その前の京都2歳Sでも牡馬のマイラプソディ相手に0.3秒差と強く、タフさは証明済み。

7枠15番ヤマカツマーメイド牝3 池添謙一55.0kg

血統的にはロードカナロアにRobertoを混ぜた組み合わせで、ピッチ走法の短距離志向になる。

前走のフィリーズレビューの4コーナーからの抜け出し方はまさにそれで、2走前の阪神JFを見ても思いの外やれたとは思うが、基本的にマイルは長いか。

8枠16番ケープコッド牝3 岩田望来55.0kg

ダイワメジャー産駒なので基本的には先行粘りタイプのため、前走のフィリーズレビューは内有利も相まって位置取りは最悪。

2走前の中山では前が空いていた為であり、新馬戦からの3走は3番手以内。

道悪は問題ないが、一つ外の枠にレシステンシアがいるこの枠では、先行するにしても終始外々を回されて流石に厳しいか。

8枠17番レシステンシア牝3 武豊55.0kg

血統的にダイワメジャー×欧州血統(Sadler’s Wells)の特徴である先行力+粘り強さを体現した典型的な馬。

前走のチューリップ賞は前哨戦で試しだったとは思うが、良いスタートからそのままゆったり逃げた結果、11.3 – 10.9 – 11.8の上がり3F勝負となりキレ負け。

やはり2走前の阪神JFのようにハイペースに逃げて後続の脚を削ぐ競馬がベストだが、今走はスマイルカナがおりしかも外枠。

行かざるを得ないがハナを取り切れるかは微妙で、場合によっては超ハイペースになってしまう恐れも。

8枠18番エーポス牝3 岩田康誠55.0kg

前走のフィリーズレビューは父ジャスタウェイに似てハイペース巧者の素質が出たかのような、ラストまで落ちない粘りの伸び。

ただその前のエルフィンSの京都マイルでは、ハイペースの番手ながら粘りきれず、デアリングタクトの圧倒的な末脚に完敗。

やはり前走のレベルを疑問視すべきか。


どれほど雨が降ってどれほどの馬場になるか本当は当日確認したい所。

(事後書き込み)

なかなか雨が強く降っているので、勝ち時計は94.5秒程度、レシステンシアかスマイルカナが割とハイペースに逃げると予想。

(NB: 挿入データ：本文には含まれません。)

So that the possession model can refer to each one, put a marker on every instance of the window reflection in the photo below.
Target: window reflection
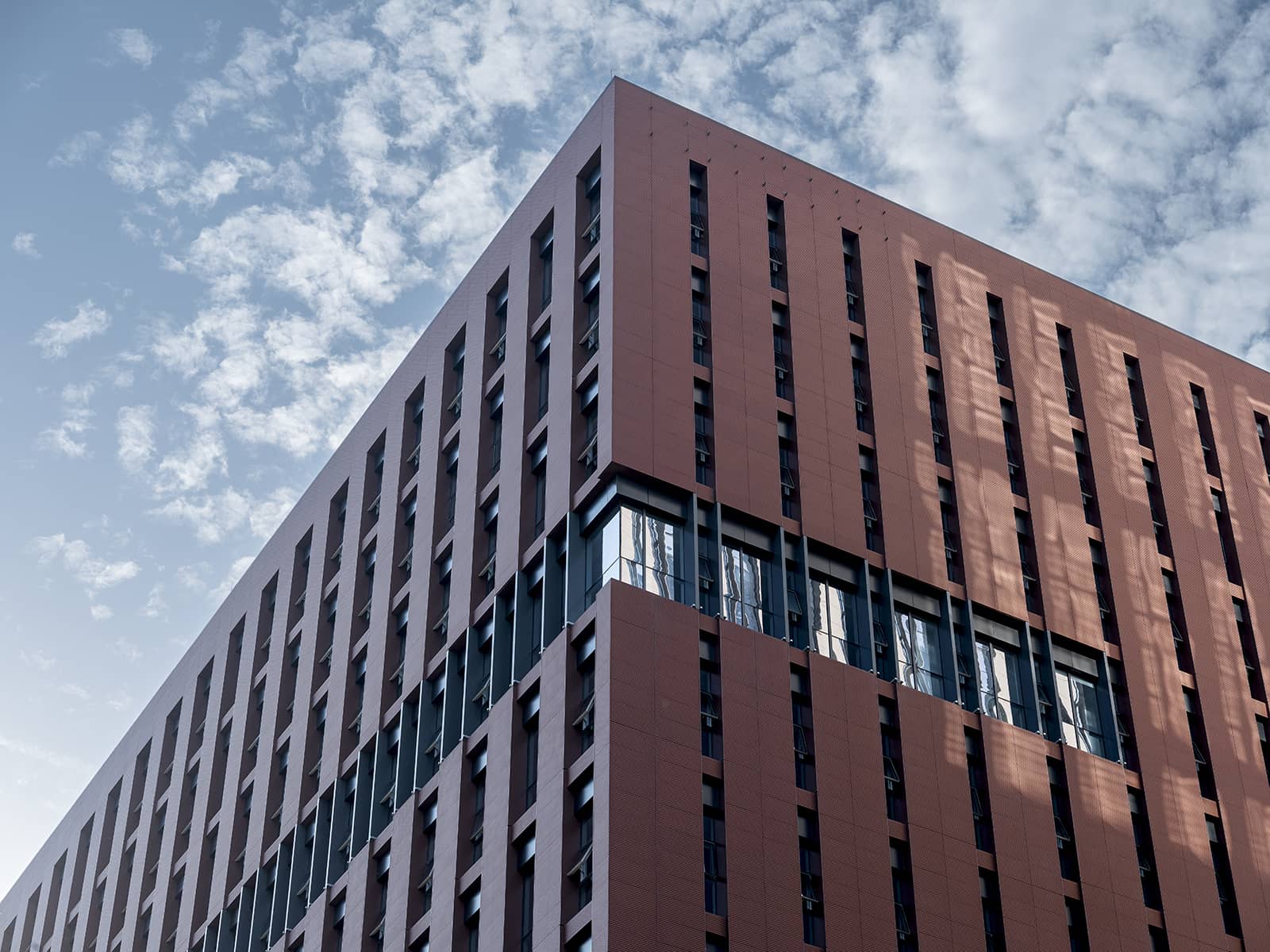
(743, 589)
(1079, 708)
(918, 651)
(1000, 692)
(832, 620)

前後4Fで46.5−48.0、後ろからなら上がり3F34秒後半の脚は必要。

レシステンシアは阪神JFでの実績もあるし、番手でも良いタイプなので前で残る可能性は秘めている。

他は好位差しを狙っていきたい。

デアリングタクトは急坂コースでの不安も加味して。

◎14ミヤマザクラ

○17レシステンシア

▲4サンクテュエール

△5マルターズディオサ

△13マジックキャッスル

消9デアリングタクト

◎複勝とワイド◎一頭軸流し計5点。

レース振り返り

予想以上に馬場が重く、しかも前半46.5秒のペースまでは良いとして、そこから11.5 – 11.7 – 12.6 – 13.8と中緩みせず、究極にタフなレースに。

こういうレースは特殊ではあるので、上位に来た馬は素直に評価すべきだが、下位に沈んだ馬の評価を一律で下げるべきではなく、度外視したほうが良い。

例えばリアアメリアは東京の高速馬場に戻れば力は発揮できるだろう。

但し相当タフなレースをしてしまったので、ダメージが残っていないか心配。

上位4頭と印を付けた馬に絞って見ていこう。

勝ったデアリングタクトは一頭だけ抜けた上がりで最速36.6秒、差し馬が苦労する中で唯一前を差し切った。

道中は内で折り合い、直線では急坂も苦にすること無く安定した末脚を見せた。

○17レシステンシアや3スマイルカナは本来の持ち味を活かした競馬で、特にスマイルカナは馬体重が心許ない中でよく粘った。

2頭とも理想的な競馬をしたと思うので、相手が悪かったとしか言いようがなく、相対的にデアリングタクトの強さを際立たせている。

11クラヴァシュドールは馬場的に最内は怪しかったと思うが、上がり2番めとよく伸びていた。

◎14ミヤマザクラと比較しても、直線前半は速くデアリングタクトと遜色ない走りだった。

一時はクラヴァシュドールに1馬身以上は離されたと思われるミヤマザクラはラストまでジリジリとと伸びていたので、マイルは少々短かったか。

▲4サンクテュエールはスタートが良く悪くない位置取りは取れたと思うが、流石にここまでタフな馬場では、粘り切るには後ろ過ぎた。

とはいえそれより前の位置を取れた△5マルターズディオサがジリジリと下がっていったように、共に馬場的にも展開的にも厳しかっただろう。

△13マジックキャッスルは上がりも使えず、ミヤマザクラはともかくマルターズディオサやレシステンシアとの逆転も全く叶わず。

急坂手前までは伸びていたようにも見えたので、馬場の問題もあるだろうが、急坂が厳しかった可能性もある。